Chapter 1  「憲法」ってどういう意味?

 

「憲法」という言葉は皆さんよくご存知だと思います。しかしその意味を正確に知っている人はそれほど多くないのではないでしょうか。「憲法」は西洋語の“Constitution”の訳語です。Constitutionには「構造」とか「組織」という意味があり、これを法学の世界に当てはめると、「国の組織・構造」を意味します。

ではなぜ憲法が作られたのかと言いますと、かつては国王の権力を制限するために作られたという経緯がありますが、現在は国民が主権を持っていますから、その国民が自分たちの政治のあり方、国のあり方を決めるために制定したものということになります。

憲法と法律を同じように考える人が多いと思いますが、法学の世界では憲法と法律とは全く別物です。憲法というのは法律を生み出すためのルールと言い換えてもよいのではないかと思います。「憲法」という漢字はどちらも“のり”と読み、ルールという意味を持っています。

民法とか刑法が、それぞれ「市民の法」「刑罰の法」であるのに比べると、少し意味が分かりにくいです。では、その“のり”という言葉を2つ重ね合わせた憲法をどのように理解するかということですが、一つの見方としてはルールのためのルールと解釈することができます。つまり法律を生み出したり、法律を執行させたり、そして法律を守らせたりする。そのようなルールを定めるものが憲法であると理解していただくと分かりやすくなるのではないかと思います。
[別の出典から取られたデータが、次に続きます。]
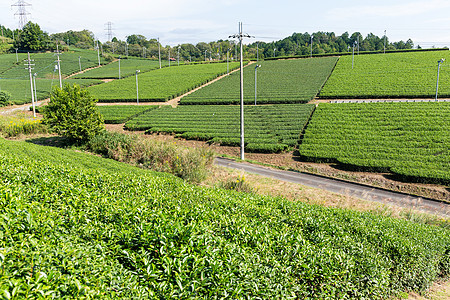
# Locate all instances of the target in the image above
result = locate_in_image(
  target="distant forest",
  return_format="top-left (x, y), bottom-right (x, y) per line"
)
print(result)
top-left (0, 24), bottom-right (420, 61)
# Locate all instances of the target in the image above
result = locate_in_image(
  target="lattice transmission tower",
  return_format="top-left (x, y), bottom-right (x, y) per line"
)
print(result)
top-left (11, 0), bottom-right (31, 29)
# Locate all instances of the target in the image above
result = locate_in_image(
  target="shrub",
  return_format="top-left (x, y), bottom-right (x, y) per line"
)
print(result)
top-left (88, 131), bottom-right (214, 182)
top-left (43, 84), bottom-right (104, 143)
top-left (0, 117), bottom-right (47, 137)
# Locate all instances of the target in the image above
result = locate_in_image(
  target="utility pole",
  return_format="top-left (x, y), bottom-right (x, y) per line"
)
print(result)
top-left (256, 42), bottom-right (259, 64)
top-left (352, 42), bottom-right (356, 70)
top-left (25, 52), bottom-right (36, 118)
top-left (56, 44), bottom-right (62, 89)
top-left (136, 70), bottom-right (141, 105)
top-left (11, 0), bottom-right (31, 29)
top-left (229, 22), bottom-right (251, 160)
top-left (227, 48), bottom-right (230, 74)
top-left (33, 73), bottom-right (37, 118)
top-left (255, 64), bottom-right (261, 106)
top-left (97, 40), bottom-right (100, 67)
top-left (434, 58), bottom-right (445, 101)
top-left (105, 22), bottom-right (114, 42)
top-left (356, 33), bottom-right (359, 55)
top-left (119, 55), bottom-right (121, 79)
top-left (158, 38), bottom-right (161, 69)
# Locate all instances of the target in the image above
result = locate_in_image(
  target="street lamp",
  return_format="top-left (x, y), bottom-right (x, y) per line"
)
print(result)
top-left (434, 58), bottom-right (445, 101)
top-left (352, 42), bottom-right (356, 70)
top-left (119, 55), bottom-right (122, 79)
top-left (255, 64), bottom-right (261, 106)
top-left (136, 70), bottom-right (141, 105)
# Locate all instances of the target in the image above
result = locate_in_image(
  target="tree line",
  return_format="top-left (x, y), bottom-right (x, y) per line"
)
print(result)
top-left (0, 22), bottom-right (420, 61)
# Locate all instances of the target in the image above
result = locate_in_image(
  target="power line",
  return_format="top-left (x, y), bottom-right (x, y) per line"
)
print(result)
top-left (11, 0), bottom-right (31, 29)
top-left (105, 22), bottom-right (114, 42)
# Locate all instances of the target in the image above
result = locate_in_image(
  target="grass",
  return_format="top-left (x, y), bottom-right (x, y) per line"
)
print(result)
top-left (180, 57), bottom-right (337, 105)
top-left (73, 57), bottom-right (168, 79)
top-left (89, 63), bottom-right (241, 102)
top-left (299, 102), bottom-right (450, 185)
top-left (319, 51), bottom-right (450, 99)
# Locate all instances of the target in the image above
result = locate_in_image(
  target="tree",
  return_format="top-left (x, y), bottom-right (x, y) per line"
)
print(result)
top-left (14, 22), bottom-right (49, 51)
top-left (43, 84), bottom-right (104, 143)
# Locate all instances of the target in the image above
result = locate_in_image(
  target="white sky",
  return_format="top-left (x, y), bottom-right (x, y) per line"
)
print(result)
top-left (0, 0), bottom-right (450, 47)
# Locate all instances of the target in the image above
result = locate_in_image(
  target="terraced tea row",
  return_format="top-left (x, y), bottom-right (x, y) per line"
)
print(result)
top-left (97, 105), bottom-right (158, 124)
top-left (181, 57), bottom-right (337, 104)
top-left (89, 63), bottom-right (238, 102)
top-left (74, 58), bottom-right (168, 79)
top-left (125, 105), bottom-right (315, 152)
top-left (0, 139), bottom-right (450, 299)
top-left (299, 102), bottom-right (450, 184)
top-left (320, 51), bottom-right (450, 99)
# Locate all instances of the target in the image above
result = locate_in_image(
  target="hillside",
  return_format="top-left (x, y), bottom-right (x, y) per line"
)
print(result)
top-left (0, 139), bottom-right (450, 299)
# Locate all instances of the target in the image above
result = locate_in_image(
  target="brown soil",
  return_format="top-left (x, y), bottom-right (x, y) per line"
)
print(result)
top-left (106, 124), bottom-right (450, 202)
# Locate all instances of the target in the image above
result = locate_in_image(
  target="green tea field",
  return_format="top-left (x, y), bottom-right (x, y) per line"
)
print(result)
top-left (181, 57), bottom-right (337, 104)
top-left (125, 104), bottom-right (314, 153)
top-left (0, 139), bottom-right (450, 299)
top-left (299, 102), bottom-right (450, 184)
top-left (319, 50), bottom-right (450, 99)
top-left (88, 63), bottom-right (239, 102)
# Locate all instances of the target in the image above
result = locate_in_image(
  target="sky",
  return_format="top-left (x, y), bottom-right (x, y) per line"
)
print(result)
top-left (0, 0), bottom-right (450, 48)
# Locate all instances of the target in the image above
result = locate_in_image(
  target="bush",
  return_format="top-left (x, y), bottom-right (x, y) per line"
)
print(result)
top-left (43, 84), bottom-right (104, 143)
top-left (0, 91), bottom-right (11, 107)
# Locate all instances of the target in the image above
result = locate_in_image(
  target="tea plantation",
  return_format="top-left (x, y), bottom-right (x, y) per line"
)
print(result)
top-left (0, 139), bottom-right (450, 299)
top-left (299, 102), bottom-right (450, 184)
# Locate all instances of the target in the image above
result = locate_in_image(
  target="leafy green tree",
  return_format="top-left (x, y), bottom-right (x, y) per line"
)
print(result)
top-left (14, 22), bottom-right (49, 51)
top-left (43, 84), bottom-right (104, 143)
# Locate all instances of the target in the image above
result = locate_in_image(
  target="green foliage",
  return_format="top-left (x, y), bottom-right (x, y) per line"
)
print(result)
top-left (43, 84), bottom-right (104, 142)
top-left (0, 50), bottom-right (106, 79)
top-left (125, 104), bottom-right (314, 153)
top-left (0, 79), bottom-right (102, 105)
top-left (299, 102), bottom-right (450, 184)
top-left (14, 22), bottom-right (49, 51)
top-left (0, 140), bottom-right (450, 299)
top-left (220, 175), bottom-right (253, 193)
top-left (89, 63), bottom-right (238, 102)
top-left (319, 50), bottom-right (450, 99)
top-left (0, 115), bottom-right (47, 137)
top-left (180, 57), bottom-right (337, 104)
top-left (88, 132), bottom-right (214, 182)
top-left (0, 91), bottom-right (11, 107)
top-left (74, 58), bottom-right (167, 79)
top-left (97, 105), bottom-right (158, 124)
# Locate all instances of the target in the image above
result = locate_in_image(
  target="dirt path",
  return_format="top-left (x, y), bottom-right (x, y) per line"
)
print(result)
top-left (215, 158), bottom-right (450, 218)
top-left (97, 61), bottom-right (255, 107)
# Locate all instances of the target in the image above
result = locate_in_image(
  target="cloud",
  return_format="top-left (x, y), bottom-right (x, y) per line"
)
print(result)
top-left (328, 0), bottom-right (450, 20)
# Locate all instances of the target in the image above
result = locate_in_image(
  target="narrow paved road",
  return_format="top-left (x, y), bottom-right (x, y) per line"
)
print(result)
top-left (215, 157), bottom-right (450, 218)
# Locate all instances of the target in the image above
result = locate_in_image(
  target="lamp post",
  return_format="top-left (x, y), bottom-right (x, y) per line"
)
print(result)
top-left (119, 55), bottom-right (122, 79)
top-left (352, 42), bottom-right (356, 70)
top-left (136, 70), bottom-right (141, 105)
top-left (255, 64), bottom-right (261, 106)
top-left (434, 58), bottom-right (445, 101)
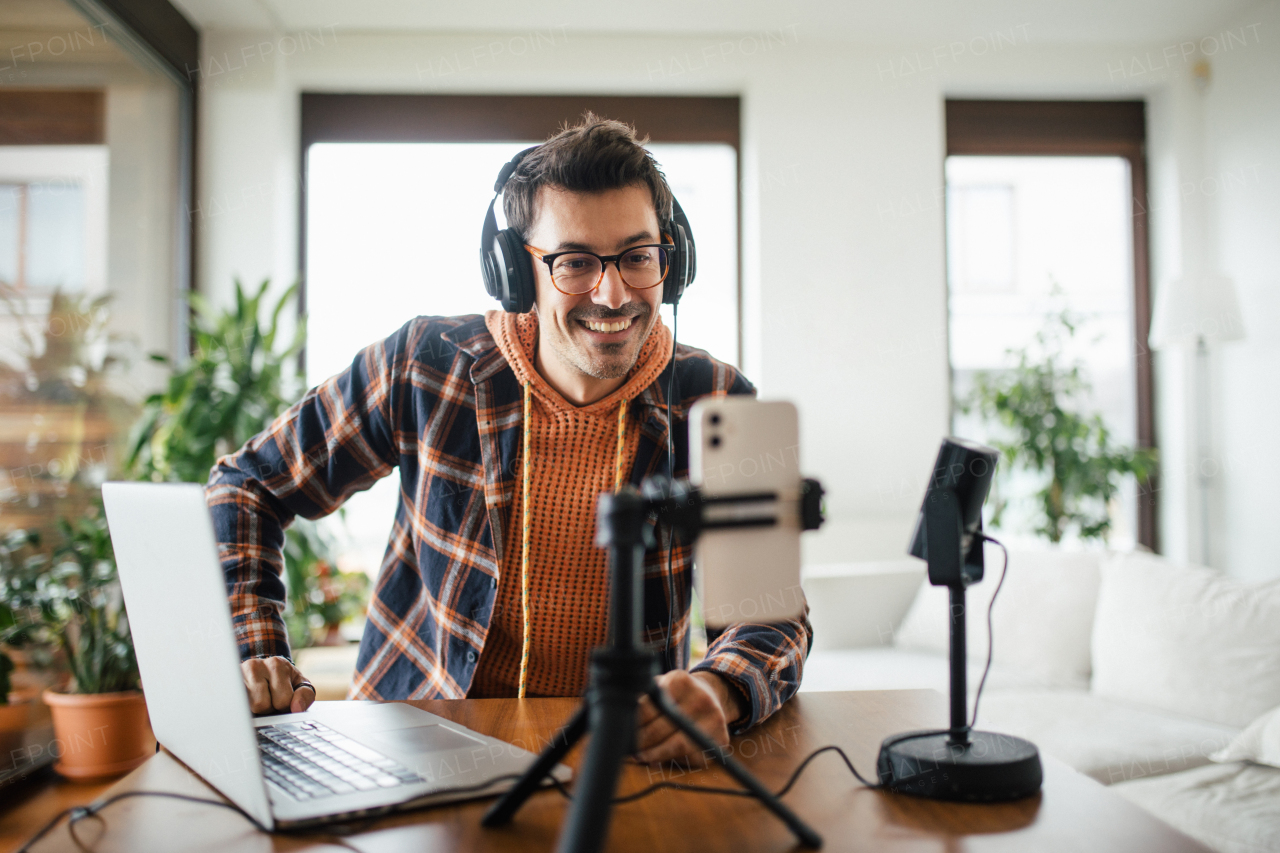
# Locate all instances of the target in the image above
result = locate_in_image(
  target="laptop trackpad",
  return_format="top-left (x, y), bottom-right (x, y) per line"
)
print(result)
top-left (361, 722), bottom-right (484, 754)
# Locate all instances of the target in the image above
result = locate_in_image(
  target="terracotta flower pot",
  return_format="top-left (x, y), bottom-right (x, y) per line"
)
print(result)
top-left (44, 690), bottom-right (155, 779)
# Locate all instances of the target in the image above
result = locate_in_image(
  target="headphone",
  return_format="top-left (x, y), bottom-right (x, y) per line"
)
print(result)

実際、憲法の位置付けがどのようなものかと言いますと、まず、法律を作る機関として国会という組織を設置しています。そしてそこで作られた法律を実行させるために内閣や行政権について定めています。さらに実行されたルールが正しく守られているかということを監視、統制するために裁判所が設置されていて、裁判所が司法権を行使するということになっています。つまり法律は私たちの権利や義務を直接定めるのに対して、憲法はその法律がどのように作り出されるのか、どうやって実行されるのか、どう守られるのかということを、法律より一段上に立って定めるものであると理解すれば分かりやすいのではないかと思います。

 

憲法の重要な特徴は最高法規であるということです。憲法に反する一切の法律、命令は無効であると憲法には書かれています。なぜこのような規定が必要かと言いますと、それは憲法を法律や命令による侵害から守るという意味があります。それによって憲法の内容が国に幅広く行き渡るようにすることがこの規定の目的です。しかし憲法が自らを最高法規だと言っているだけではその最高法規性は守られません。憲法はそれを守る仕組みを内蔵しており、それが違憲審査制と呼ばれるものです。
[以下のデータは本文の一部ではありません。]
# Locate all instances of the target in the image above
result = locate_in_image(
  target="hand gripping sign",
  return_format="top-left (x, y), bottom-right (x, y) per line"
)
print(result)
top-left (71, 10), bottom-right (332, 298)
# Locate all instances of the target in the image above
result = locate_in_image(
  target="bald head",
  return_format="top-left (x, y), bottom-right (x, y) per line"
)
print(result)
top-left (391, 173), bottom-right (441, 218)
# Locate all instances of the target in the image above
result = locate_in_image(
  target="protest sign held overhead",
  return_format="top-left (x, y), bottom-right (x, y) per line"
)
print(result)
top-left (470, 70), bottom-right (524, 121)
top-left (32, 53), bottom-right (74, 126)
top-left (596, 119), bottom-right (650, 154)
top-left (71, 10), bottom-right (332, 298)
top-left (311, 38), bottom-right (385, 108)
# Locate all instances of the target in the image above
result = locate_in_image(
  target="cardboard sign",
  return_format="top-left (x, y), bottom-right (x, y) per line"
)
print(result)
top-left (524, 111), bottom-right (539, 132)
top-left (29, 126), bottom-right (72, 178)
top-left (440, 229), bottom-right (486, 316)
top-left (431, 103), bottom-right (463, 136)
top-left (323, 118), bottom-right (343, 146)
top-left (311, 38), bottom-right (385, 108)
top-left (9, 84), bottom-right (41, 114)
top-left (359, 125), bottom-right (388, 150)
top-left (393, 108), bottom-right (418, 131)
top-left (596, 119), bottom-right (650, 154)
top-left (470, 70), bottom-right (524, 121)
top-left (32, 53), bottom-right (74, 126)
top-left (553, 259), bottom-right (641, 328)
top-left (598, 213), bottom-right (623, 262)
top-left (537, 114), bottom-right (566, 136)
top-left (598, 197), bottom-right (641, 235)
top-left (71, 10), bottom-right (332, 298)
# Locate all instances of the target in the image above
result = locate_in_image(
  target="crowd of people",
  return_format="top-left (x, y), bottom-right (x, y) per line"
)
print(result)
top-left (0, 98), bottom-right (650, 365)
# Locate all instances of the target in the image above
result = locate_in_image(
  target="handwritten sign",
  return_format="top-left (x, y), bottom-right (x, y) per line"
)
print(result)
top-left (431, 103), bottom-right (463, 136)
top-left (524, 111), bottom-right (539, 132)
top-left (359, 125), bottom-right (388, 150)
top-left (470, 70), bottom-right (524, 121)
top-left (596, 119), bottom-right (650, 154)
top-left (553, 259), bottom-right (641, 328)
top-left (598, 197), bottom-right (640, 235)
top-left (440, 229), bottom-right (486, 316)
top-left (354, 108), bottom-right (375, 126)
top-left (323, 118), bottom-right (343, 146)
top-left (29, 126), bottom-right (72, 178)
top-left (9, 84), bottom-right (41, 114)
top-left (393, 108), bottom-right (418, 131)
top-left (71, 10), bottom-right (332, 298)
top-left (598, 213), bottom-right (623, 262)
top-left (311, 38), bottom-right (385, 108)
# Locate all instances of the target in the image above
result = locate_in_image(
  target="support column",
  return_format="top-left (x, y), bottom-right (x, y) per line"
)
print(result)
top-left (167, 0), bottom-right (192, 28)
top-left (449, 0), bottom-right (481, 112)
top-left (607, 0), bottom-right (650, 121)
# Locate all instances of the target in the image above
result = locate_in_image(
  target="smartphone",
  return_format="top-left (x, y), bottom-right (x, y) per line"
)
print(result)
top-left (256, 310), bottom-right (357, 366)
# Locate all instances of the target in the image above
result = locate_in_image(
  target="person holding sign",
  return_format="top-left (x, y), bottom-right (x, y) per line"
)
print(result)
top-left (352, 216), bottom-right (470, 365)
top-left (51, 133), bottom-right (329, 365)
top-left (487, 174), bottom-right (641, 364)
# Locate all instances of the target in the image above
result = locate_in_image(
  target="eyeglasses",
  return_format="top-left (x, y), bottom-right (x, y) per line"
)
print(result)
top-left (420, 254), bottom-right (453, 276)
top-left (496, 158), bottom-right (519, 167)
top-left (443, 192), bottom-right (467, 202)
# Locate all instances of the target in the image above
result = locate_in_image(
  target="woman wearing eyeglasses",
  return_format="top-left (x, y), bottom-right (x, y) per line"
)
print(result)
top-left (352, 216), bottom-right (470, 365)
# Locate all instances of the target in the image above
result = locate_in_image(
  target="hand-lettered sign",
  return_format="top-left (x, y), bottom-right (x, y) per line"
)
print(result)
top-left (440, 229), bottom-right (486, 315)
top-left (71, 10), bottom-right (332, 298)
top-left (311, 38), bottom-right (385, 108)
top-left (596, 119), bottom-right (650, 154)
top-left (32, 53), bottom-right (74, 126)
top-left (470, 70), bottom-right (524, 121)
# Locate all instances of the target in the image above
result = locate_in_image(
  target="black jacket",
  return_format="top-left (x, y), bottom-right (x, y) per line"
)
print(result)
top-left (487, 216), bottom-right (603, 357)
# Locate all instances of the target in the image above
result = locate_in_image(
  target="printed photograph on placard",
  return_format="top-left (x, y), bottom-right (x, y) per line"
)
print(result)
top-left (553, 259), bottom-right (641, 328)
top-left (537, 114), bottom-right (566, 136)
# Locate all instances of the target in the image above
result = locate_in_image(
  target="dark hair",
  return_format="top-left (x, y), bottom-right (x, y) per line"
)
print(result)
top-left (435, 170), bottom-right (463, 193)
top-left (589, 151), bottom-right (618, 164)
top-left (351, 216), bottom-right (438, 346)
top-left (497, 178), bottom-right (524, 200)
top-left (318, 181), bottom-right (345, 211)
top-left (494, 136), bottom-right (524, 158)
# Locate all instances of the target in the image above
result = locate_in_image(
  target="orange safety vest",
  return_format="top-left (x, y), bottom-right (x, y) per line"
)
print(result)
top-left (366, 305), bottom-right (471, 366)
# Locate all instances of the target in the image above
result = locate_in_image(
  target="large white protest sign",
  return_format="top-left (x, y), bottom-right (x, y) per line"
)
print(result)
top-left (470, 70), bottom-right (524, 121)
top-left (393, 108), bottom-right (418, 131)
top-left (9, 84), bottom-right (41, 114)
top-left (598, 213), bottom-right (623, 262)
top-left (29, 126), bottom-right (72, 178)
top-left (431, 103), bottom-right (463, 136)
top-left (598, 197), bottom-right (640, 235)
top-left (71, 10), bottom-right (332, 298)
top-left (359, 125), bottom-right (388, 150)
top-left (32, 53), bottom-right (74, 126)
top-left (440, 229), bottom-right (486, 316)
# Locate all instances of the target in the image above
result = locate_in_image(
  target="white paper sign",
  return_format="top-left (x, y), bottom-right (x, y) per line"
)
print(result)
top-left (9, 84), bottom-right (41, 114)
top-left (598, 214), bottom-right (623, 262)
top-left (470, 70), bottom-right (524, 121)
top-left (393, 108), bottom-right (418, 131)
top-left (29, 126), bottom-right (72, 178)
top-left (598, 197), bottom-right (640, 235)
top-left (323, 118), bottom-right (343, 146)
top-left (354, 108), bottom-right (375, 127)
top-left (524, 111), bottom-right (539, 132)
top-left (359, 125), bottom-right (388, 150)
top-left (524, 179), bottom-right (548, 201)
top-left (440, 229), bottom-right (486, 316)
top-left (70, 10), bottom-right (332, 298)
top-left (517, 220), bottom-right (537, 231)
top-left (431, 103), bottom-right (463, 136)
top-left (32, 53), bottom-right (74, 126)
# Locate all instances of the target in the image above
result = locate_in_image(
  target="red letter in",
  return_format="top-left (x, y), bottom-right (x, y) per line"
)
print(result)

違憲審査制とは、裁判所が憲法に違反する法律を無効とすることができる権限であると考えられています。そうすると裁判所がこの違憲審査制を適切に運営しているかどうかということが憲法の最高法規性が守られる重要な要素ということになります。

 

日本国憲法の特徴は3つあります。

1つ目は分量の少ない小さい憲法であること。2つ目は改正経験のない憲法であること。

3つ目は独立前に制定された憲法であるということです。それぞれ詳しく説明していきます。
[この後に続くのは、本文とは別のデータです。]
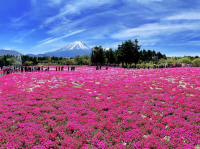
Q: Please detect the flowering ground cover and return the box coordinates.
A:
[0,67,200,149]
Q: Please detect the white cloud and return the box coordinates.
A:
[38,29,85,46]
[111,23,200,39]
[137,0,162,3]
[41,0,116,27]
[38,37,53,43]
[164,12,200,20]
[47,0,63,6]
[10,29,35,43]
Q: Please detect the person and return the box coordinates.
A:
[6,65,10,74]
[21,65,24,73]
[3,66,6,75]
[11,66,14,73]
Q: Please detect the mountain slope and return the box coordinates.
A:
[0,49,23,56]
[28,41,91,57]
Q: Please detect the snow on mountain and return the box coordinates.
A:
[58,41,91,51]
[28,41,92,57]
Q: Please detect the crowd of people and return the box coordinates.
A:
[1,65,49,75]
[1,65,78,75]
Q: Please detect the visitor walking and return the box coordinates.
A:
[3,66,6,75]
[21,66,24,73]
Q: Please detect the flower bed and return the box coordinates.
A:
[0,67,200,149]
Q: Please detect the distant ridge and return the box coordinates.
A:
[0,49,23,56]
[27,41,92,57]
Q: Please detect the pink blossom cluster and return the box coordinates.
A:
[0,67,200,149]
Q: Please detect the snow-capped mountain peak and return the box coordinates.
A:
[59,41,91,51]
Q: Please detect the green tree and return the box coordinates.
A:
[192,58,200,66]
[74,55,80,63]
[179,57,192,64]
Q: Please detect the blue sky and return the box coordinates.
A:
[0,0,200,56]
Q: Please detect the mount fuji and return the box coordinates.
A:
[27,41,92,57]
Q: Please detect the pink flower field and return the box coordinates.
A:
[0,67,200,149]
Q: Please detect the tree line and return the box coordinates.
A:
[0,39,200,67]
[91,39,167,66]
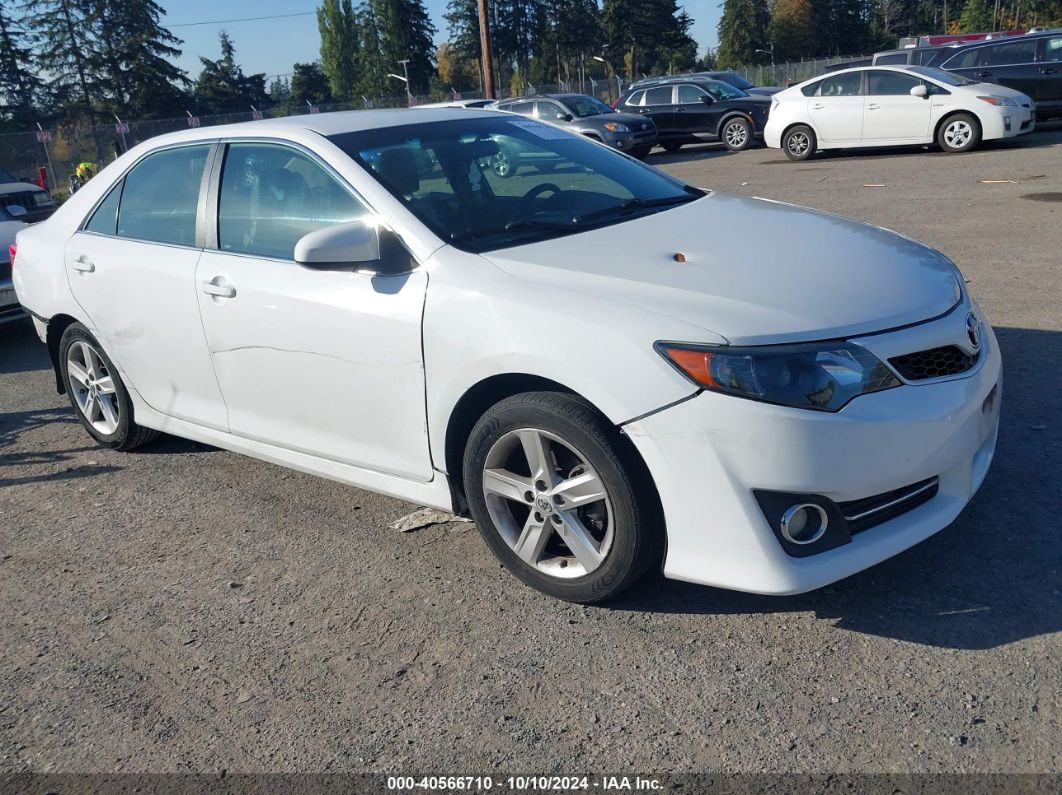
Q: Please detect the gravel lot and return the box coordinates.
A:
[0,126,1062,776]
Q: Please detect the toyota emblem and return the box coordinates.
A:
[966,312,981,350]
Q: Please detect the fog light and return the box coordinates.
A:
[778,502,829,545]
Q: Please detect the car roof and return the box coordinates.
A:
[128,107,497,145]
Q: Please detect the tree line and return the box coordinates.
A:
[714,0,1062,68]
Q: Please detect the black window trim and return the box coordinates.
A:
[76,138,218,250]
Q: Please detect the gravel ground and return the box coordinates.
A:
[0,127,1062,775]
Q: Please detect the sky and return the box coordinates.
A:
[158,0,722,80]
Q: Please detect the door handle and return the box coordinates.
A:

まず1点目、日本国憲法は分量が少ないという特徴があります。この点は外国の憲法と比較すると明らかになります。各国の憲法を英単語数で比較した調査がありますが、それによりますとドイツは憲法の英単語数が27,379語、イタリアは11,708語、フランス10,180語、アメリカ7,762語であるのに対して、日本は4,998語しかありません。つまりドイツの憲法と比べて日本は5分の1程度の分量しかなく、また同じ単一国家であるイタリアやフランスと比べても半分程度の分量しかないということになります。問題はこの事実をどう評価するかだと思います。各国それぞれの事情があるために全く同じというわけにはいかないでしょうが、しかしこのような語数の差というのは誤差の範囲ではなく、やはり顕著な差であるということができると思います。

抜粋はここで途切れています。